Growing up, I was the rough guy from the wrong neighborhood who couldn’t catch a break. Posy was the pampered girl I tried to impress. But all she gave me was a single kiss before I had to skip town.Now I’m back, and the tables are turned. Posy runs a struggling pie shop. I’m the VP of a secretive billion-dollar security company.
Not that I can tell her. There’s a murderer on the loose in New York, and he seems to spend a lot of time at Posy’s shop. It’s my job to identify him before he can harm a hair on her pretty head.
Going undercover as Posy’s new barista wasn’t my idea. I don’t even drink coffee. But now I have to call her “boss,” and do everything the curvy perfectionist asks of me. I’d forgotten how much we infuriate each other, and that she somehow fills me with both irritation and desire in the same breath.
There’s nobody more skilled at stealth ops than me. I can bring this killer down. Right after I take a cold shower. And just as soon I figure out how to make a skinny peppermint latte with milk poured in the shape of a kitten...
‘Loverboy’ is a bit of an oddball, reading like a more ‘loving’ and dampened-down romantic suspense with cutesy moments minus the gore, guts and edge. It requires a mental shift really, as it tries to sit between a rom-com and a romantic suspense and I’d thought that if anyone could pull it off, it would be Sarina Bowen. The result is one that doesn’t quite punch above its weight, but that’s because I couldn’t quite get over its strangeness and the rather tiresome phrases that try to emphasise quirk and homey-comfort more than heart-pounding action.
Going undercover as a barista – this should be a huge clue that the storyline isn’t what you’d typically expect – isn’t really the highlight of Gunnar’s career, but doing so in Posy’s cafe – the girl whom he sort of teased and had a crush on years ago – is probably the cherry on top of it. It’s amusing enough to begin with, but then Bowen builds on their chemistry and leads the plot in weird directions that get me more and more befuddled.

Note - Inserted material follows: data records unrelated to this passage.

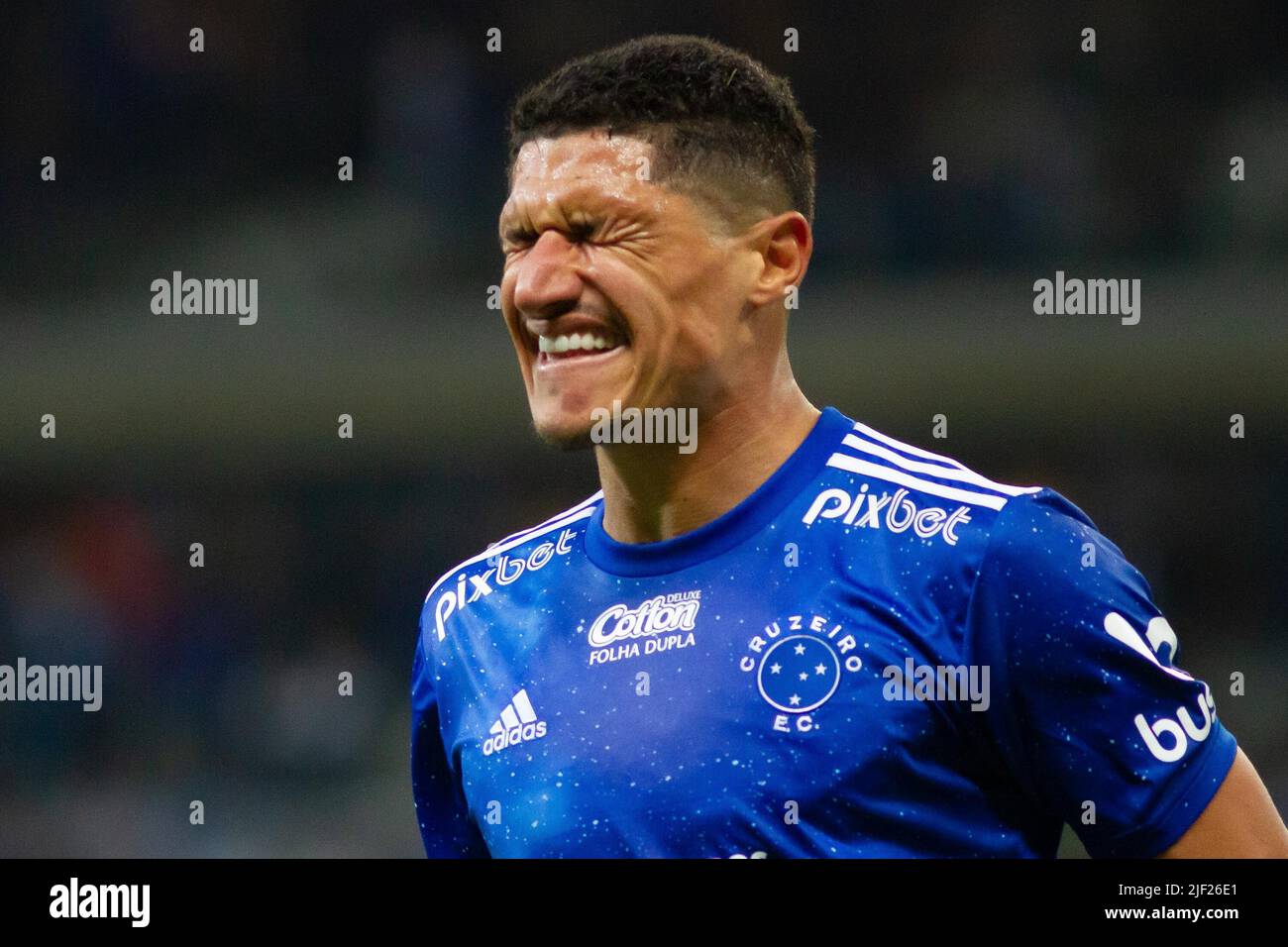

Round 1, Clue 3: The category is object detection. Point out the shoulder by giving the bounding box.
[421,491,604,649]
[805,419,1050,554]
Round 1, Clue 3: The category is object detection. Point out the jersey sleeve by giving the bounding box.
[411,635,488,858]
[965,491,1236,858]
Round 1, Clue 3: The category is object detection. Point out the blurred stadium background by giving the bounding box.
[0,0,1288,857]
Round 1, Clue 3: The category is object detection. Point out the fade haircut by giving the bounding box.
[509,35,814,230]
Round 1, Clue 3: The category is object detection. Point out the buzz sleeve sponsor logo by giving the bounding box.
[434,530,576,640]
[1104,612,1216,763]
[802,483,970,546]
[579,588,702,666]
[738,614,863,733]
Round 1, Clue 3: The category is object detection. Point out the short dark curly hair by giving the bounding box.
[509,35,814,224]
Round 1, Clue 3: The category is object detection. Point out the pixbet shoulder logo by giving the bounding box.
[738,614,863,733]
[1105,612,1216,763]
[579,588,702,666]
[802,483,970,546]
[434,530,576,640]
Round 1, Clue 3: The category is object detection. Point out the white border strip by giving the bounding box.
[421,507,595,607]
[842,434,1042,496]
[827,454,1006,510]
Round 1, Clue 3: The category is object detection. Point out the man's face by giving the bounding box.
[499,132,755,447]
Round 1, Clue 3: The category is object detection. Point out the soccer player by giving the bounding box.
[412,36,1288,857]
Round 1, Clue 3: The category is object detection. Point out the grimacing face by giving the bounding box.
[499,130,759,449]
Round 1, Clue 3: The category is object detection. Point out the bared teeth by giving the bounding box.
[537,333,618,356]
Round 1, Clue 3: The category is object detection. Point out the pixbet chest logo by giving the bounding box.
[738,614,863,733]
[579,588,702,666]
[802,483,970,546]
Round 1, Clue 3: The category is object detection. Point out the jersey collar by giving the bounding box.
[587,407,854,576]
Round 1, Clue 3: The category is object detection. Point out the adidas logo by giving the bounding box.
[483,688,546,756]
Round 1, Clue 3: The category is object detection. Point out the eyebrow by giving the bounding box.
[497,185,643,245]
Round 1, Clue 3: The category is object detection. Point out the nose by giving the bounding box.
[514,231,583,318]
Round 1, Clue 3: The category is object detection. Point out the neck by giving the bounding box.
[595,378,819,543]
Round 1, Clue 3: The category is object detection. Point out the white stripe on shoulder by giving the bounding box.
[421,493,601,604]
[842,434,1042,496]
[827,454,1006,510]
[489,489,604,549]
[854,421,966,471]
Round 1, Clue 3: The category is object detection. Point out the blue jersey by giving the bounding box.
[412,408,1235,857]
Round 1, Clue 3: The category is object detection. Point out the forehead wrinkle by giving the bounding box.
[501,175,648,236]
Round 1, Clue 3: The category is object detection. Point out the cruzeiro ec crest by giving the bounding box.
[738,614,863,733]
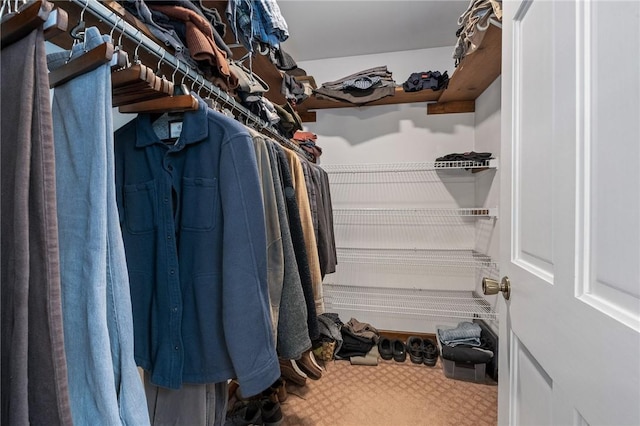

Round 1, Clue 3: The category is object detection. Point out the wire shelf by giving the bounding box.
[333,207,498,218]
[323,284,498,320]
[322,158,498,174]
[336,247,498,268]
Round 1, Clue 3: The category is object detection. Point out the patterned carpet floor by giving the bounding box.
[282,359,498,426]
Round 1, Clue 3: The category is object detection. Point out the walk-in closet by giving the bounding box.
[0,0,640,426]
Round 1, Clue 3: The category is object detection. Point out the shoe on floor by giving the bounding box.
[407,336,424,364]
[262,377,289,403]
[280,359,307,386]
[393,339,407,362]
[295,350,322,380]
[224,400,262,426]
[423,339,439,367]
[378,336,393,360]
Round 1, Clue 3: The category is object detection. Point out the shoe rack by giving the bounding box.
[323,159,499,333]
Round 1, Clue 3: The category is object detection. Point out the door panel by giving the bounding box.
[577,2,640,329]
[498,0,640,425]
[512,2,553,282]
[510,335,553,426]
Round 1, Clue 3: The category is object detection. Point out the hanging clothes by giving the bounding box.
[270,144,320,341]
[0,19,72,425]
[283,148,324,314]
[300,158,338,279]
[252,132,311,359]
[143,371,229,426]
[248,129,284,342]
[115,98,280,396]
[48,27,149,425]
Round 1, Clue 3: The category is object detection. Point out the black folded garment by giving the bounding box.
[436,151,493,163]
[336,327,375,359]
[402,71,449,92]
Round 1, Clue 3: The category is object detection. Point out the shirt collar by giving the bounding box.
[136,94,209,148]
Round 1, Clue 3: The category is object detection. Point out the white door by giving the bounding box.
[498,0,640,426]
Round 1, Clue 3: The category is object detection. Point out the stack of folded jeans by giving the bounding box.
[438,321,493,364]
[226,0,289,52]
[314,65,396,105]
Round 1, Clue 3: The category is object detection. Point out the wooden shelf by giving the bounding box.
[438,25,502,108]
[298,24,502,121]
[298,87,442,111]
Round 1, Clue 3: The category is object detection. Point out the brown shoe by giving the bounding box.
[280,359,307,386]
[296,350,322,380]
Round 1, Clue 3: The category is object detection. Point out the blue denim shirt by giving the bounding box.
[115,100,280,395]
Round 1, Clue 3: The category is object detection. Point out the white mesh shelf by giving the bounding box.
[333,208,498,219]
[323,284,498,320]
[336,247,497,268]
[321,159,498,174]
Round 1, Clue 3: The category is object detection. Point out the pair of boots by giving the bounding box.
[225,379,287,426]
[280,350,322,386]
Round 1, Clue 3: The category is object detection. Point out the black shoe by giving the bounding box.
[260,399,284,426]
[407,336,424,364]
[423,339,439,367]
[393,339,407,362]
[378,337,393,360]
[224,401,262,426]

Posy’s inexperience is overshadowed by a near-neurotic monologue of her losing her senses over Gunnar – her hormones quite literally, speak a little too much here – as Gunnar’s slickness never quite fades into a vulnerability that I wanted to read about. Still, their banter takes precedence over the mystery – an overarching plot runs through this book – and Bowen never quite strays from keeping it as lighthearted as possible.
‘Loverboy’ probably works well as a standalone; it’s sort of a new direction that Bowen’s writing seems to be taking with this series even though I’ve not read the first book yet. I’m probably slow to jump on the bandwagon here, but fingers crossed here that it only gets better.